The orphan_comment_handling setting controls this:
| Value | Behaviour |
|---|---|
store (default) |
Persist orphans with NULL FK + URL preserved; surface them via GET /api/comments?orphans_only=true |
skip |
Drop orphan comments entirely (for Medium imports this effectively skips all comments) |
Imported comments are not visible in the article editor yet;
a comments section is planned for a future release. They are
accessible programmatically through GET /api/articles/{id}/comments
and the admin endpoint GET /api/comments.
Step 4 - After the import¶
The imported articles appear in your dashboard like any other article. Common follow-ups:
- Archive unwanted articles. Select them in the dashboard and use Move to trash. Old / abandoned posts you do not want to keep in Bibliogon get cleaned up here.
- Add tags. Medium did not include them; add them per article in the editor.
- Adjust language. Change non-English articles in the editor's metadata panel.
- Verify cross-posts. The Publication entry tracks the Medium URL. If you cross-publish on Substack or your own blog later, add a second Publication on that platform.
Re-import safety¶
- Articles whose canonical URL already exists on a Bibliogon Article are skipped on the second import. The summary lists every skipped post with the existing article's id.
- Articles in the trash are still considered "existing" for dedup purposes - if you trashed an imported article and run the archive again, that post stays in the trash and is reported as skipped.
- Per-post failures are recorded in the summary's
erroredlist but do not abort the batch.
Troubleshooting¶
"Plugin enabled in config but not loaded"¶
The startup log shows a WARNING with this exact wording followed
by the rebuild hint. Cause: the plugin is in
backend/config/app.yaml under plugins.enabled but its package
is not installed in the running Python environment. Fix:
- Docker: rebuild the image (
docker compose buildthendocker compose up). Adocker compose restartreuses the old image and does not pick up new path-deps. make dev(local Poetry venv): runpoetry installinbackend/to refresh the path-dep editable install.

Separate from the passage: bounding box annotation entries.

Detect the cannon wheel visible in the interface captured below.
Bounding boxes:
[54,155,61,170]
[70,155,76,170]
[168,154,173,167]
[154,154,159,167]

Every endpoint returns HTTP 502¶
The backend process is not running. The frontend is reaching the
proxy fine, but the proxy cannot connect to the backend. Inspect
the backend container logs (docker logs <backend-container>
--tail 200) or your make dev terminal for the traceback that
killed startup.
"Config file not found, using empty defaults"¶
Single DEBUG line at startup naming the missing YAML. The plugin
still loads, but its user-visible settings (image download, default
status, etc.) are silently replaced by in-code defaults. Fix: the
file must live at backend/config/plugins/{plugin_slug}.yaml, not
inside the plugin's own directory.
A specific post fails to import¶
Look in the response's errored list for the source filename and
the error message. The most common cause is "post has no canonical
URL", which means the HTML doesn't carry a <a class="p-canonical">
link - rare in real Medium exports but possible for very old
posts.
Limitations (v1)¶
- Sequential processing. A 200-post archive takes a few minutes while images download.
- Image-download failures are silent at the per-image level
(recorded in the article's
conversion_warningsprovenance field, not surfaced in the response). - No selective-import UI. Import everything; archive what you do not want afterwards. The dry-run preview lands in v2.
- No AI-driven tag inference. Tags are empty by default; this is on the v2 roadmap.